The “Evidence” column includes the exact language of material on the state website that leads us to our conclusions. Definitions frequently change, so keep in mind that a metric may not mean the same thing now that it did previously. These annotations reflect only the most recent version of the metric or definition as of the last time we checked.
To determine whether a state lumps their hospitalization metrics, look at the “Cases Reporting” column in Airtable. The cell will include the word “lumped” if the state-reported metric is lumped together. If the cell lists “unclear,” this means the data definition for the state either wasn’t provided or was unclear.
Another major source of variation in hospitalizations definitions is whether states track adult patients, pediatric patients, or both. The vast majority of states are unclear about the populations for which they are tracking current hospitalizations. The “Population” column of this annotation set lists the population included in a state’s currently hospitalized COVID metric.
Annotations
We create annotations for the different metrics that we track using the labels from annotations.

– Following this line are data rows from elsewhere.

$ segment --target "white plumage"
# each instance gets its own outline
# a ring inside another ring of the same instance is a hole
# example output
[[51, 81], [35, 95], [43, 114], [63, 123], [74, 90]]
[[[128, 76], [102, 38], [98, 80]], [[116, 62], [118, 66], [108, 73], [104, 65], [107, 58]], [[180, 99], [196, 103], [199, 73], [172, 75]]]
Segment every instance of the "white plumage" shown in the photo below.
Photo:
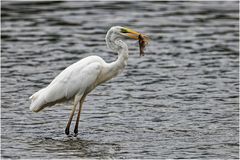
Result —
[[69, 100], [76, 95], [79, 102], [85, 91], [95, 88], [103, 66], [102, 58], [97, 56], [86, 57], [63, 70], [46, 88], [33, 94], [30, 110], [38, 112], [58, 101]]

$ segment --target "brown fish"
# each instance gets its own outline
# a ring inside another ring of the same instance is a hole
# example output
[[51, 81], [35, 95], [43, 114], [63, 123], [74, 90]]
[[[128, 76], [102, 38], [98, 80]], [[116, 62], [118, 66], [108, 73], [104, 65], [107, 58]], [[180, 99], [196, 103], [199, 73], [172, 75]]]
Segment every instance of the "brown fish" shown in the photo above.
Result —
[[139, 49], [140, 49], [140, 56], [144, 56], [144, 49], [148, 44], [148, 41], [149, 41], [149, 38], [147, 36], [139, 34], [138, 43], [139, 43]]

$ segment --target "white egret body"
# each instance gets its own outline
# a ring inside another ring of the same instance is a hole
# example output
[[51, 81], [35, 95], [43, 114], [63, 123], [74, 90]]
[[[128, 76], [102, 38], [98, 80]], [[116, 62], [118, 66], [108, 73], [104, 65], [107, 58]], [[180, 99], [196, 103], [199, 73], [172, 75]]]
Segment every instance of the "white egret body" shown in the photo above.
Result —
[[87, 94], [99, 84], [111, 79], [120, 73], [127, 65], [128, 47], [122, 41], [124, 37], [138, 39], [140, 33], [131, 29], [115, 26], [106, 35], [107, 46], [118, 52], [118, 59], [106, 63], [101, 57], [89, 56], [64, 69], [46, 88], [34, 93], [31, 99], [30, 110], [38, 112], [45, 107], [73, 99], [73, 108], [65, 130], [69, 134], [69, 127], [79, 104], [77, 121], [74, 133], [78, 132], [78, 122], [83, 101]]

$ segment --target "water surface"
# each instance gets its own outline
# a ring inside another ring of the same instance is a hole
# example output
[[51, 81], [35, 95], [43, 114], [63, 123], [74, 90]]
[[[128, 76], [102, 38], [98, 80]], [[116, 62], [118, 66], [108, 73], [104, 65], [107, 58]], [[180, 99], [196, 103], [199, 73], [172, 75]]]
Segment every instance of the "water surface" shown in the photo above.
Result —
[[[2, 158], [238, 159], [238, 23], [237, 1], [2, 2]], [[127, 41], [125, 71], [87, 97], [67, 137], [72, 102], [36, 114], [28, 97], [81, 58], [115, 60], [114, 25], [150, 46], [140, 58]]]

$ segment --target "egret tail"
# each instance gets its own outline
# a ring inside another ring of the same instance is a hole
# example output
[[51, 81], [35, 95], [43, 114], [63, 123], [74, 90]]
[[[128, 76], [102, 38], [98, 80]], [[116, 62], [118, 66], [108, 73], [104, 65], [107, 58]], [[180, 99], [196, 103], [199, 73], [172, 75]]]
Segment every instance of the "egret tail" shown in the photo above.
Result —
[[29, 99], [31, 99], [30, 110], [33, 112], [39, 112], [43, 108], [45, 108], [45, 96], [44, 96], [45, 88], [40, 91], [34, 93]]

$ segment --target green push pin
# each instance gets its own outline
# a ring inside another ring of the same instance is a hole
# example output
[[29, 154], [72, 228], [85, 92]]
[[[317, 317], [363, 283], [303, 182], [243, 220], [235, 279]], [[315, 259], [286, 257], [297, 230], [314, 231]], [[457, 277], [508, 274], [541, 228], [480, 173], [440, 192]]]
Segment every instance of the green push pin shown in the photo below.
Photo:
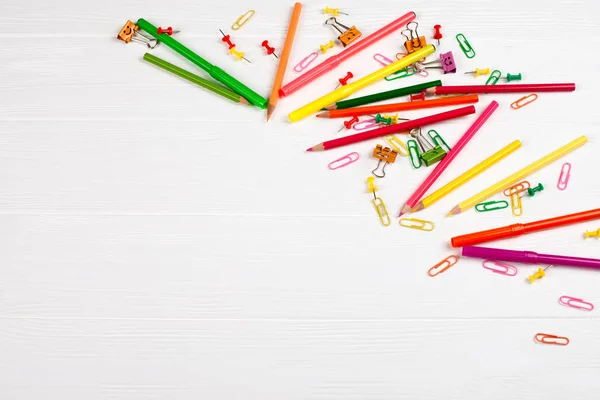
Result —
[[506, 74], [506, 80], [508, 82], [511, 81], [520, 81], [521, 80], [521, 73], [519, 72], [518, 74]]
[[429, 167], [430, 165], [441, 161], [442, 158], [446, 157], [446, 154], [447, 153], [440, 146], [435, 146], [432, 150], [423, 153], [421, 155], [421, 160]]
[[539, 185], [537, 185], [534, 188], [529, 188], [527, 189], [527, 193], [533, 197], [535, 196], [536, 192], [541, 192], [542, 190], [544, 190], [544, 185], [542, 185], [541, 183]]
[[392, 118], [384, 118], [381, 116], [381, 114], [377, 114], [375, 116], [375, 123], [376, 124], [380, 124], [380, 123], [385, 123], [386, 125], [391, 125], [392, 124]]

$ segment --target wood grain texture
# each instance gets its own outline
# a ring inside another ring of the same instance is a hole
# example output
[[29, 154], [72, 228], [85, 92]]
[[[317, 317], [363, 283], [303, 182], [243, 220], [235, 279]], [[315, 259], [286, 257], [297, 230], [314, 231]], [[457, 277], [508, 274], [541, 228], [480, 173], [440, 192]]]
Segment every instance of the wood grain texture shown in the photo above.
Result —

Metrics can have multiple annotations, for two reasons:
- They can have annotations from multiple different annotation sets. For example, we may have an annotation on both whether a case metric includes non-residents of a given state and what CSTE definition it is following.
- If there are conflicting sources of evidence: We track information from state health department webpages, outreach, and external media reporting. Sometimes, we may get different information from outreach to a state health department than what they post on their website—or even two conflicting pieces of information from the same kind of source. At a minimum, we always annotate a metric with labels for any annotation sets that apply to it reflecting what the state says about the subject in its documentation on its website, for a simple reason: we want to know how clear the state is being in its public presentation of the data.
To be labeled with the “website” source type, we expect information the state provides will be accessible from their data pages and presented as an evergreen resource with the clear intent of defining a metric. Examples include data definition documents, dashboard footnotes, or definitions appearing daily in press releases. If the state is not providing that kind of information, we label the metric as “unclear” according to the state health department website, before searching for other sources of information—whether that’s external reporting, our own outreach to state health department officials, or buried resources on the state website (categorized as “sleuthing”).